Much mechanistic insight into our own immune system can thus be gained by studying how viral proteins act to interfere with immune responses.


Research project : "Viral persistence and interferon response"

Our research project is twofold : on the one hand, we study Theiler’s virus, a mouse picornavirus with a striking ability to persist in the central nervous system. Viral infection and the associated inflammatory response cause lesions that are reminiscent of the human multiple sclerosis. Our work focuses on the mechanisms used by the virus to persist and thus to escape the immune response. We analyse how some viral proteins interfere with the immune response, including the interferon response. On the other hand, we analyse the interferon response of the host, given its critical antiviral function.



Viral persistence, immune evasion and interferon response

Owing to their fast evolution, viruses developped fascinating strategies to infect and replicate in their host. To escape immune defenses, persistent viruses express proteins that evolved to target key components of the immune system.

Much mechanistic insight into our own immune system can thus be gained by studying how viral proteins act to interfere with immune responses.

The molecular virology group focuses on two topics related to the interplay between viral infections and the immune response of the host.

1. Theiler’s virus : We analyze the model infection of the central nervous system by Theiler's virus (TMEV or Theiler's murine encephalomyelitis virus). This virus can escape the immune defenses of the host and provoke a persistent infection of the central nervous system which can lead to a chronic demyelinating disease considered as a model of multiple sclerosis. We study the role of viral proteins that antagonize the innate immune response of the host, thus allowing the virus to persist.

2. Interferons (IFNs) : We analyze the innate immune response against viral pathogens in the particular context of the central nervous system. We focus our analysis on the type I interferon (IFN-α/β) and on the recently discovered type III interferon (IFN-λ) responses which are critically important to control viral infections and modulate the acquired immune response.

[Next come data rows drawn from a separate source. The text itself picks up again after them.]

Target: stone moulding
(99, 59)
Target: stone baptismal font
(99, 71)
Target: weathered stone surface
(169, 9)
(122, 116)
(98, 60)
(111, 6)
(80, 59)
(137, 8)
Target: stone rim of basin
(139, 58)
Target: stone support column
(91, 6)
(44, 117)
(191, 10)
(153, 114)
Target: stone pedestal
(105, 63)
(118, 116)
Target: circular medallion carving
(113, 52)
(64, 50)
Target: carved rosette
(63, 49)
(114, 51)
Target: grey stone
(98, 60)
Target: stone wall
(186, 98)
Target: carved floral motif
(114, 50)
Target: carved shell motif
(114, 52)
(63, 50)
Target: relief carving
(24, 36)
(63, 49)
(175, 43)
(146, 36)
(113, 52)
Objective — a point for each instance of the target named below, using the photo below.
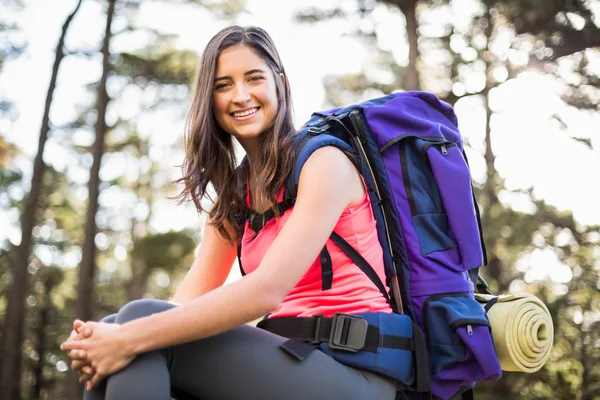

1. Persistent infection of the central nervous system by Theiler's virus

Theiler’s murine encephalomyelitis virus (TMEV or Theiler’s virus) is a murine picornavirus showing a striking ability to persist in the central nervous system of the host in spite of a specific cellular and humoral immune response. Persistence of the virus is associated with a strong inflammatory response and with lesions of primary demyelination reminiscent of those found in human multiple sclerosis (Brahic et al., Annu rev. Microbiol., 2005). Our work aims at understanding how a virus can persist in the central nervous system (CNS) of an immunocompetent host, thus evading the immune response.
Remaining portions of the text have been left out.